A Mayor’s Order published in today’s D.C. Register would allow a special committee to increase the amount of marijuana permitted per patient from two ounces to just under four ounces a month. The committee would also be able to add medical conditions to the list that would allow a patient to qualify for medical marijuana and increase the number of dispensaries in the city from five to eight. The number of cultivation centers, now pegged at 10, could also grow.
The powers granted to the seven-person Medical Marijuana Advisory Committee is included in a set of rules further outlining how exactly the program will operate. Last week, Mayor Vince Gray published long-awaited rules governing the city’s medical marijuana program; this week, he’s laid out who will be in charge of enforcing them and making the program work.
The Department of Health will be in charge of setting out exactly how medical marijuana will be recommended by physicians, doling out registration cards for patients, registering cultivation centers and dispensaries (and conducting unannounced inspections thereafter), and destroying or disposing of unused or surplus medical marijuana. The Metropolitan Police Department, on the other hand, will persecute any possible violations of the rules that may result in criminal prosecution, assess security plans for cultivation centers and dispensaries and conduct background checks on managers and employees.
The advisory committee — made up of members appointed by the director of the Department of Consumer and Regulatory Affairs, the chief of police and the City Administrator, as well as four members appointed by the director of the Department of Health — will basically run the program and tweak it as needed. (In an interview with TBD’s Bruce DePuyt today, Dr.
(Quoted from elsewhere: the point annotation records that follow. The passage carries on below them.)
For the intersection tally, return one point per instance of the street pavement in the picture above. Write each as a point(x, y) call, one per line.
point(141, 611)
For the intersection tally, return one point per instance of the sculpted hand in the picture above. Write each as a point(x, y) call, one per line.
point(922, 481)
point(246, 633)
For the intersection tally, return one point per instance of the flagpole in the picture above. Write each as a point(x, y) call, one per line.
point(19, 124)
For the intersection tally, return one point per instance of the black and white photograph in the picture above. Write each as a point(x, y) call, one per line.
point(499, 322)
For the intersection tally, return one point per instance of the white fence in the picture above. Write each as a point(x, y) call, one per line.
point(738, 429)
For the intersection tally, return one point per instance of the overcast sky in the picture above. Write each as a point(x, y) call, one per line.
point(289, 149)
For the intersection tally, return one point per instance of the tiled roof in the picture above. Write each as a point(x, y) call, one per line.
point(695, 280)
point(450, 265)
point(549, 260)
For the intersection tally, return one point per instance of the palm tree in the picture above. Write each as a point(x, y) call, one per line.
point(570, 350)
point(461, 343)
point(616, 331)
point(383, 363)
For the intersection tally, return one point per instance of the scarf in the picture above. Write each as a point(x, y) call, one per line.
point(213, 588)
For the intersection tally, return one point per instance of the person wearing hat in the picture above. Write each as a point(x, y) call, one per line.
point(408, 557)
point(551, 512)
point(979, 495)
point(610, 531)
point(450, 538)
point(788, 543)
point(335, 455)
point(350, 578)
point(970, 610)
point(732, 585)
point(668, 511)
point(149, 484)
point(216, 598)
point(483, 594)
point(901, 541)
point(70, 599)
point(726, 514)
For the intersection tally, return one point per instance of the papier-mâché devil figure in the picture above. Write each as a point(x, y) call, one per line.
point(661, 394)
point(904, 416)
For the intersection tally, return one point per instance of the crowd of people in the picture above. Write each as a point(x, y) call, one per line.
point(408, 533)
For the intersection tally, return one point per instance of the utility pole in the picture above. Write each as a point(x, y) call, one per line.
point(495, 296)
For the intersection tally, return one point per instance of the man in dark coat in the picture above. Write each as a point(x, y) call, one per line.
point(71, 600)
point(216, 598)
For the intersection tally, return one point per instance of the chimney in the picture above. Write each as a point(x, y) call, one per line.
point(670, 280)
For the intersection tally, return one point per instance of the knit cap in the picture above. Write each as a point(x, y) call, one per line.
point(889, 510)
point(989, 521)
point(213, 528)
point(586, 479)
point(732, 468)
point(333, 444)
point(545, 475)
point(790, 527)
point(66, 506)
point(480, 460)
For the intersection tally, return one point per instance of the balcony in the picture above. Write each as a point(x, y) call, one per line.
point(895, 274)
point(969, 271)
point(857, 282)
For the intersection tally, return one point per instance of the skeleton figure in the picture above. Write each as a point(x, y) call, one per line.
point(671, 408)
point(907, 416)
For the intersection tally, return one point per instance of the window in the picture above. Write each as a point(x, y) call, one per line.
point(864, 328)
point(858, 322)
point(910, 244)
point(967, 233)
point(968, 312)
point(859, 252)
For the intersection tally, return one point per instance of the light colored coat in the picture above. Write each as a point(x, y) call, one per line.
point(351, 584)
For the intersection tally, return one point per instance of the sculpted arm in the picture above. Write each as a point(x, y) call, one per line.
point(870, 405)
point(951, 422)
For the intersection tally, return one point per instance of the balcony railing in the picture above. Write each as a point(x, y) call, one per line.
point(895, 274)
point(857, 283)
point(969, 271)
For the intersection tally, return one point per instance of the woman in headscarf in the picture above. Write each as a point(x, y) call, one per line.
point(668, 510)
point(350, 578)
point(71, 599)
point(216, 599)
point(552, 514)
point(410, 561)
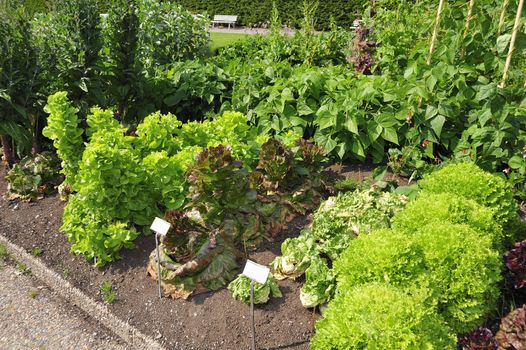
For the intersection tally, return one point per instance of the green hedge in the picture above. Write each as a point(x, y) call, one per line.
point(257, 13)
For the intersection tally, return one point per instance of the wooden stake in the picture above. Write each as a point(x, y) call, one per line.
point(468, 22)
point(503, 16)
point(433, 40)
point(512, 44)
point(435, 31)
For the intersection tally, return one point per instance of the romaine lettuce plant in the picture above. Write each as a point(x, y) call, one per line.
point(240, 289)
point(319, 286)
point(33, 177)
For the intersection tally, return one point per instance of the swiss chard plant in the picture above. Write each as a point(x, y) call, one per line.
point(240, 289)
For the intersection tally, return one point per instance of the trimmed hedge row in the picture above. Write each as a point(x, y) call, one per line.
point(257, 13)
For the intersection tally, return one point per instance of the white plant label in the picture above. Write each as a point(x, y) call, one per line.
point(256, 272)
point(160, 226)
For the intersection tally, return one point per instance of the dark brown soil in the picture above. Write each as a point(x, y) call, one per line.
point(212, 320)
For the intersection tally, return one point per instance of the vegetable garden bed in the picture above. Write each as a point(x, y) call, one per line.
point(211, 320)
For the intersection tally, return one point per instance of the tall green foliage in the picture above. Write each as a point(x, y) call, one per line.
point(18, 83)
point(169, 33)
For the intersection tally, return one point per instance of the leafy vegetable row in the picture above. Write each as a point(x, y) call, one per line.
point(121, 179)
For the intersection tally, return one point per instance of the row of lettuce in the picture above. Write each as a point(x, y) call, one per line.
point(401, 274)
point(120, 179)
point(406, 111)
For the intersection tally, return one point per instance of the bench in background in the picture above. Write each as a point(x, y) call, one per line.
point(224, 19)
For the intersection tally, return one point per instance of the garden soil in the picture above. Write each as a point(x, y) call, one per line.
point(210, 320)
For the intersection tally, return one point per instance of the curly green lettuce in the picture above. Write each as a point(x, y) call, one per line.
point(240, 289)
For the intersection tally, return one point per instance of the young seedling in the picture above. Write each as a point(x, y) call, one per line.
point(36, 251)
point(108, 294)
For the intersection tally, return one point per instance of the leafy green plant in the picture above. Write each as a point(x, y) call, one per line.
point(123, 182)
point(240, 289)
point(218, 224)
point(108, 294)
point(516, 263)
point(480, 338)
point(348, 215)
point(4, 254)
point(453, 264)
point(319, 286)
point(19, 85)
point(335, 224)
point(34, 177)
point(482, 187)
point(380, 316)
point(512, 329)
point(194, 256)
point(296, 256)
point(169, 33)
point(63, 129)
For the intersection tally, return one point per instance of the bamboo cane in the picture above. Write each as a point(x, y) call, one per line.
point(433, 39)
point(512, 43)
point(503, 16)
point(435, 31)
point(468, 22)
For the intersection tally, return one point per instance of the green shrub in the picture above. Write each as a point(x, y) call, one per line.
point(449, 207)
point(468, 180)
point(377, 316)
point(63, 128)
point(454, 264)
point(258, 13)
point(169, 33)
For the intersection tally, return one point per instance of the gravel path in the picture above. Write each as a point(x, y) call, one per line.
point(34, 317)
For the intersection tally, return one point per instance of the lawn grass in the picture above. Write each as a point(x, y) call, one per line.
point(224, 39)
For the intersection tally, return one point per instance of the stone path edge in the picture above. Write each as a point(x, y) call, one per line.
point(97, 311)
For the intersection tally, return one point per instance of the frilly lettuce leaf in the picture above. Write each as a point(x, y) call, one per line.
point(240, 289)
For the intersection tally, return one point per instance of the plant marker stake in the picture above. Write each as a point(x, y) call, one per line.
point(435, 31)
point(158, 265)
point(468, 22)
point(512, 43)
point(160, 227)
point(256, 273)
point(503, 16)
point(252, 314)
point(433, 40)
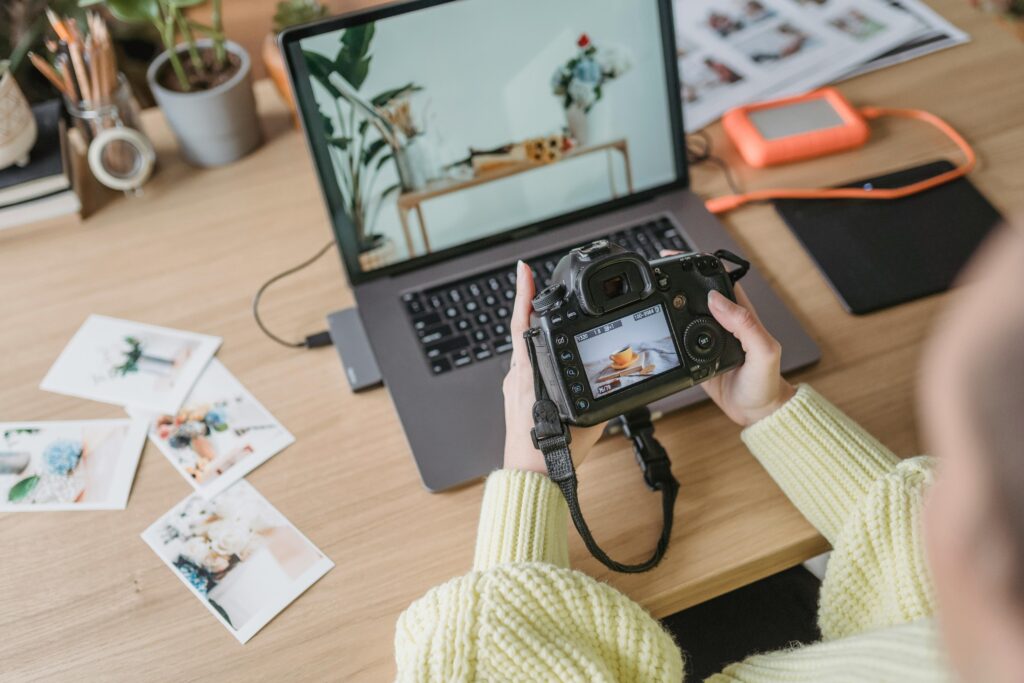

Mohammad Akhter, who leads the D.C. Department of Health, estimated that the program should be fully operational by October; some advocates contend it will take longer.)
The powers granted to the committee are likely to make medical marijuana advocates happy — they’ve long pushed for an increase in the monthly ration a patient could claim, and they’ve also wanted to see more medical conditions added to the list that currently only includes HIV, AIDS, multiple sclerosis and glaucoma. The only thing the committee won’t discuss is whether or not to allow home cultivation, nor where the marijuana will come from to kick start the program.